The PDPL authorizes penalties of up to SAR 5,000,000 for first violations and up to SAR 10,000,000 for repeated violations, with additional penalties for violations involving sensitive personal data. The enforcement record to date shows:

• Unauthorized processing penalties have ranged from SAR 100,000 to SAR 2,500,000, with the higher end applied to cases involving large volumes of data subjects, intentional violations, or processing of sensitive personal data.
• Consent failure penalties have ranged from SAR 50,000 to SAR 1,500,000. Lower penalties were applied where the organization had made good-faith efforts to correct the consent mechanism following notification from SDAIA.
• Breach notification failures have attracted penalties from SAR 200,000 to SAR 3,000,000. The highest penalties in this category have been applied where delay was material (notification occurring more than two weeks after the 72-hour deadline) or where the organization failed to notify data subjects in addition to SDAIA.
• Cross-border transfer violations have ranged from SAR 500,000 to SAR 2,000,000.

Enforcement Targeting Patterns

Several patterns in SDAIA's enforcement targeting are notable:

• Sector concentration: Financial services, healthcare, and e-commerce account for over 60% of the 48 decisions. These are sectors processing high volumes of sensitive or commercially valuable personal data, and SDAIA's enforcement activity suggests deliberate prioritization of high-impact sectors.
• Complaint-driven triggers: Approximately two-thirds of decisions were triggered by data subject complaints rather than proactive inspections. This means that SDAIA's enforcement exposure correlates strongly with customer-facing data practices — consent flows, privacy notices, data subject rights fulfillment — rather than backend processing architecture.
• Repeat encounter escalation: Four organizations in the 48 decisions received escalated penalties for violations that SDAIA characterized as repeat non-compliance.
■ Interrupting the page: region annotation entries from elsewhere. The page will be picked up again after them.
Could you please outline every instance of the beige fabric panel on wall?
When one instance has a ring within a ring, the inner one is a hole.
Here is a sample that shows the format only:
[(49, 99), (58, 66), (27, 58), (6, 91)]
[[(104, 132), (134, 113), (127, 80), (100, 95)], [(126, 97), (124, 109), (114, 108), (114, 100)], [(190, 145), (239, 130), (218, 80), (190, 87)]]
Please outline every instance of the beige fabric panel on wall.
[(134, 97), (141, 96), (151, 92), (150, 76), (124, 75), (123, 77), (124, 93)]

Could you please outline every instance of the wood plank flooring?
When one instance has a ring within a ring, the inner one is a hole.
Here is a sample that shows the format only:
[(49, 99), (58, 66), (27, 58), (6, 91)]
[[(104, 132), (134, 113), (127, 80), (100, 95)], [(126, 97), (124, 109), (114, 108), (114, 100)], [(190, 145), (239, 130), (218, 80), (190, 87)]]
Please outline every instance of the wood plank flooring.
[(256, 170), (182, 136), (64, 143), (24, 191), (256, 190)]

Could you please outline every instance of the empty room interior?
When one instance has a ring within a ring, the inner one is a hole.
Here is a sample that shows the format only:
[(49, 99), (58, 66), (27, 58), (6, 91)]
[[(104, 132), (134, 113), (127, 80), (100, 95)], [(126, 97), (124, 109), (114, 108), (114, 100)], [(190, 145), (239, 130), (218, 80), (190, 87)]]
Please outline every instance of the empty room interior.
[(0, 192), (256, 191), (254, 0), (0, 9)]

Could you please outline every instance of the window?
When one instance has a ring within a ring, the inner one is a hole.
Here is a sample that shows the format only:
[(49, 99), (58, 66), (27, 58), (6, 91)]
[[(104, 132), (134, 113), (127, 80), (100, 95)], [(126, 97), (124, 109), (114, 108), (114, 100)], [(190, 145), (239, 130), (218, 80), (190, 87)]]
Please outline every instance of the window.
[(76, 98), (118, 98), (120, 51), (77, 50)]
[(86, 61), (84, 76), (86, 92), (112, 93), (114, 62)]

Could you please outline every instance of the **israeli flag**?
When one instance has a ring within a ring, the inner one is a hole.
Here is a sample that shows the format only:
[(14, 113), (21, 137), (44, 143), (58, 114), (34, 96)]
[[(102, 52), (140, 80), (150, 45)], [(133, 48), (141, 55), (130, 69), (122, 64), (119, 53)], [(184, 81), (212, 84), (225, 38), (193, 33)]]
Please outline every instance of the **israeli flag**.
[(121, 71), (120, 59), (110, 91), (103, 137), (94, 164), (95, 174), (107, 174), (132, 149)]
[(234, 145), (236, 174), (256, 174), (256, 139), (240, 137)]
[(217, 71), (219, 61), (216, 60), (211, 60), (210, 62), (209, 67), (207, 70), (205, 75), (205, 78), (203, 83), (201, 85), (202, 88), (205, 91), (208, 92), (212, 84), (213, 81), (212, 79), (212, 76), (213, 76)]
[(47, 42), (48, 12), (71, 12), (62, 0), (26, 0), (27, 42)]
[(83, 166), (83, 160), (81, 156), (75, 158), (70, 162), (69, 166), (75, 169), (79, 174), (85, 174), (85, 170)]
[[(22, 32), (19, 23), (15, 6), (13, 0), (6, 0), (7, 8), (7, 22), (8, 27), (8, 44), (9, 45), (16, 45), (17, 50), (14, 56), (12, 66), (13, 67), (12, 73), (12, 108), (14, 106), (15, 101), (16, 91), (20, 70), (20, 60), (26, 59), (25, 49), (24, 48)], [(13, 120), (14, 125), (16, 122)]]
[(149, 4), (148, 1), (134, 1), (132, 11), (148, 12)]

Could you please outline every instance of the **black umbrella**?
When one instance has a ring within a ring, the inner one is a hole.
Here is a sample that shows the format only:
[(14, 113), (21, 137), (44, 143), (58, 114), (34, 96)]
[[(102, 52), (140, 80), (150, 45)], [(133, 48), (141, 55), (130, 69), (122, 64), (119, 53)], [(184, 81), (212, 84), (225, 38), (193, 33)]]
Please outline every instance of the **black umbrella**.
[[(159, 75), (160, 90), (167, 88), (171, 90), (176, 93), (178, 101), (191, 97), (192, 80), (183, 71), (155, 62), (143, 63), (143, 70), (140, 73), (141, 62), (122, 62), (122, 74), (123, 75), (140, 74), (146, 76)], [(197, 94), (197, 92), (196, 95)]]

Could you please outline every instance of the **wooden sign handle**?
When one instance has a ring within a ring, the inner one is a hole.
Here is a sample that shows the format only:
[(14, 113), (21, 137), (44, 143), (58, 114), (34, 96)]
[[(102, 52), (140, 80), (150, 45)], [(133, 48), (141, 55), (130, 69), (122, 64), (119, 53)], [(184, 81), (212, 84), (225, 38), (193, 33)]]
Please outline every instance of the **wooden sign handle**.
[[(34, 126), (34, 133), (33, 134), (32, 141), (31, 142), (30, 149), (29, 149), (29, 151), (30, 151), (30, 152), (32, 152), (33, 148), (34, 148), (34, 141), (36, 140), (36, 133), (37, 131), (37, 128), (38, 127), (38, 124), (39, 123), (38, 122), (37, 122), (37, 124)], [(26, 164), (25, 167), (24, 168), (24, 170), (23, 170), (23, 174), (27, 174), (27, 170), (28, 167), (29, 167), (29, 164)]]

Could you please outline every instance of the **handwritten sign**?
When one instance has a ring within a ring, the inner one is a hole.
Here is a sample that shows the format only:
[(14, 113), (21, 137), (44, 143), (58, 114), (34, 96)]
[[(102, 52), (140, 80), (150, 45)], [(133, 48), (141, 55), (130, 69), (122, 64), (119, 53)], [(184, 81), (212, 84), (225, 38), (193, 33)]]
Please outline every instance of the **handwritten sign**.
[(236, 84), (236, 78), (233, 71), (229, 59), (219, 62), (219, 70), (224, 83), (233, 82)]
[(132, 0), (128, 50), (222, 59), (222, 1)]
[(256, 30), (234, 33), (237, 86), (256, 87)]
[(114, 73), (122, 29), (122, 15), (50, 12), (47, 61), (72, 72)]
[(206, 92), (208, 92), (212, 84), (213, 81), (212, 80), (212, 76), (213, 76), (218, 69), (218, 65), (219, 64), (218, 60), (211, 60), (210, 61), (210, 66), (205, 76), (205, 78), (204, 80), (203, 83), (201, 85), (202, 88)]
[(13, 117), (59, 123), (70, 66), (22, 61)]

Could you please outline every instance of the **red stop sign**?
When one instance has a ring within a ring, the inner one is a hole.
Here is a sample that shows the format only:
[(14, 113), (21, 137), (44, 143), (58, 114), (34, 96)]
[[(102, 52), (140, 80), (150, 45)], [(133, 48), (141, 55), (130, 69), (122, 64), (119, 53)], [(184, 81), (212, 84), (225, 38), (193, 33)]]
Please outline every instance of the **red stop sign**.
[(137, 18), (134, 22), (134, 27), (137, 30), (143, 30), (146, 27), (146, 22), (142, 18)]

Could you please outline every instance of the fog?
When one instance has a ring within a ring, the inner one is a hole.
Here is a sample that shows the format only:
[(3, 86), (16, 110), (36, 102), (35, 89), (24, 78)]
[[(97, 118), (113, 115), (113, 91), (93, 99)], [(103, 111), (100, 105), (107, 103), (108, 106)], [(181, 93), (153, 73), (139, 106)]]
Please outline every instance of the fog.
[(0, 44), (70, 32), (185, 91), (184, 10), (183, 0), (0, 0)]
In each case, the organization had previously received a warning or a remediation directive that had not been fully implemented.
• Documentation as a mitigating factor: Across multiple decision summaries, SDAIA noted the presence or absence of documented compliance measures as a factor in penalty calibration. Organizations that had maintained processing registers, conducted data protection impact assessments, or had written policies — even if the underlying practice was non-compliant — received lower penalties than organizations with no documentation infrastructure at all.
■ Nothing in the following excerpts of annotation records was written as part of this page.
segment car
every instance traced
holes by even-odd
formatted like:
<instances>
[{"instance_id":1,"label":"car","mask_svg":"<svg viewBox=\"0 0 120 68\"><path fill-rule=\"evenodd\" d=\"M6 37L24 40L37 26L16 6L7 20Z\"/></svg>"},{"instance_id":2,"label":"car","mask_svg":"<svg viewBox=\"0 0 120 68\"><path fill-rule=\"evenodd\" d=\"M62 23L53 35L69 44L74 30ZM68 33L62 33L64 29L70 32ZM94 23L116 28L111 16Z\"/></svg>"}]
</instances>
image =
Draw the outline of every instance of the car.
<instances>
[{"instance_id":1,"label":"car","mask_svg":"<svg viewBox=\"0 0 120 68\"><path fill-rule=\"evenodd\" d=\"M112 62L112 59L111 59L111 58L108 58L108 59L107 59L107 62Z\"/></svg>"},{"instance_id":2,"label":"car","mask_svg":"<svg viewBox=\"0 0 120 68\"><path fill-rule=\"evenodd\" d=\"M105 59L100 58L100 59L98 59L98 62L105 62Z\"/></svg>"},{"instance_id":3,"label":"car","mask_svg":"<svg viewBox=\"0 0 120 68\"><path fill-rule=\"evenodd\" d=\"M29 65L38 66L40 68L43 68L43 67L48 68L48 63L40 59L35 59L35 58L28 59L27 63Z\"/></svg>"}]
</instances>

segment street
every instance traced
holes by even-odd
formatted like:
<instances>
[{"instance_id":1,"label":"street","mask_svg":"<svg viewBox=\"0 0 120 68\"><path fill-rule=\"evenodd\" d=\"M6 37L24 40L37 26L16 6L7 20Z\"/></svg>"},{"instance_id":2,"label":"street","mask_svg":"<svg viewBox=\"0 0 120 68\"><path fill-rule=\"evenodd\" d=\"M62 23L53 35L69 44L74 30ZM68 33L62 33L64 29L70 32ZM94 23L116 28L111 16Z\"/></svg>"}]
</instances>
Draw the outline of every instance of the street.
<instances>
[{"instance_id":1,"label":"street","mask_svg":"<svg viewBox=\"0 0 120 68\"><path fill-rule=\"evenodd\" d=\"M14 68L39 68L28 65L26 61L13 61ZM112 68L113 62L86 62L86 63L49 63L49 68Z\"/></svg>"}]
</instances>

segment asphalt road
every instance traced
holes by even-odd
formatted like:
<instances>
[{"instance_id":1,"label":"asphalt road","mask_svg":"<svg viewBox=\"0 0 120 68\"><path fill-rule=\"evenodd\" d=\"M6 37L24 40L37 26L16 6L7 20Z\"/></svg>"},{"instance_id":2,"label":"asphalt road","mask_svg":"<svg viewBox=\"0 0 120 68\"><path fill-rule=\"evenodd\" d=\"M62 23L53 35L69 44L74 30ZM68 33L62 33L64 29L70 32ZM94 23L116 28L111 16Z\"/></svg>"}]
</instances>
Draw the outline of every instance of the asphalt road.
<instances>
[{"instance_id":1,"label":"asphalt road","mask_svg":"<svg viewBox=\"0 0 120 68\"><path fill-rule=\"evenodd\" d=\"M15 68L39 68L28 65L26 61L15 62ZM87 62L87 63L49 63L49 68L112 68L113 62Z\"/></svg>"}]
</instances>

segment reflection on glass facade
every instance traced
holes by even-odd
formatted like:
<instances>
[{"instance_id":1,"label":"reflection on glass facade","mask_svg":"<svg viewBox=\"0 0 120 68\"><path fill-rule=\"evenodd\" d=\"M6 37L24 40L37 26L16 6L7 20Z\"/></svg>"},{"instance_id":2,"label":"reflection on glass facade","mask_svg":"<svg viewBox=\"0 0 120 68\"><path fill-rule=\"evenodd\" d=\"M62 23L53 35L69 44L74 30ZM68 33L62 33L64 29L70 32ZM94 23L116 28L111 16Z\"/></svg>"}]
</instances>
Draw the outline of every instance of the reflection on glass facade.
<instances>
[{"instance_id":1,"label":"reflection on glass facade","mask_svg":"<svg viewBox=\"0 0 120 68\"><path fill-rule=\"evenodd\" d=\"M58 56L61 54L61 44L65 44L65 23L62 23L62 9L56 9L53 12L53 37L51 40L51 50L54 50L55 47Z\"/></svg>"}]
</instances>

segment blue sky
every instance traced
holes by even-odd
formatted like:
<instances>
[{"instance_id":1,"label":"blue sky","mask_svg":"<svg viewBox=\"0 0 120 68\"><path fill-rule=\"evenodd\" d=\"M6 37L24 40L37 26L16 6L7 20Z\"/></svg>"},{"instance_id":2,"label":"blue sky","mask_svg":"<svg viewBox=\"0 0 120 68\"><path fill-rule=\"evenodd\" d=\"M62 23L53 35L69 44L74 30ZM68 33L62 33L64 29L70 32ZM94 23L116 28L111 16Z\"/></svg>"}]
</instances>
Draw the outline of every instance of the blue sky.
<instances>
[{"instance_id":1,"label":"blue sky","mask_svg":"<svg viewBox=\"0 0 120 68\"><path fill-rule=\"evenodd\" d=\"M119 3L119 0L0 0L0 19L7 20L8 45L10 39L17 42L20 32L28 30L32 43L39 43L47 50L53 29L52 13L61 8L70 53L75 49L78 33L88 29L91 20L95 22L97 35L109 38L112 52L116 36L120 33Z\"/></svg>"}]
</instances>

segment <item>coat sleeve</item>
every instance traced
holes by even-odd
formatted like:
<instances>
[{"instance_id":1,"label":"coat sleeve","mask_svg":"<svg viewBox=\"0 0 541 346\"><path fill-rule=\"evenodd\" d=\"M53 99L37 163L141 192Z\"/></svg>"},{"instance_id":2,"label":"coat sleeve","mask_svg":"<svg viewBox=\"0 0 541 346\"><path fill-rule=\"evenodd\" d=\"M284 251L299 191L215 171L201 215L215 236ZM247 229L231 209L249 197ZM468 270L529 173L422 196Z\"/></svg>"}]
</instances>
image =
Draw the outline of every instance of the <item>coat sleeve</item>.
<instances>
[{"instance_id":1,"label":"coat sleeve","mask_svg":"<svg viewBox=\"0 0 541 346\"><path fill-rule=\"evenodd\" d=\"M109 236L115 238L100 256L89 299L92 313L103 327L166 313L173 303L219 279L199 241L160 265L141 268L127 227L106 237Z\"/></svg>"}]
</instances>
What the Record Tells Organizations

The enforcement record yields several practical conclusions. Customer-facing consent and data subject rights mechanisms carry disproportionate enforcement risk because they are the primary trigger for complaints. Breach notification failures are penalized more heavily than their frequency in the record might suggest, because SDAIA has signaled that timely notification is a priority. Cross-border transfer violations are under-represented in the enforcement record relative to their likely prevalence in the market — suggesting either that this area is a future enforcement priority or that many violations have not yet surfaced through complaints. And documentation — even imperfect documentation — functions as a penalty mitigant that most organizations are not taking full advantage of.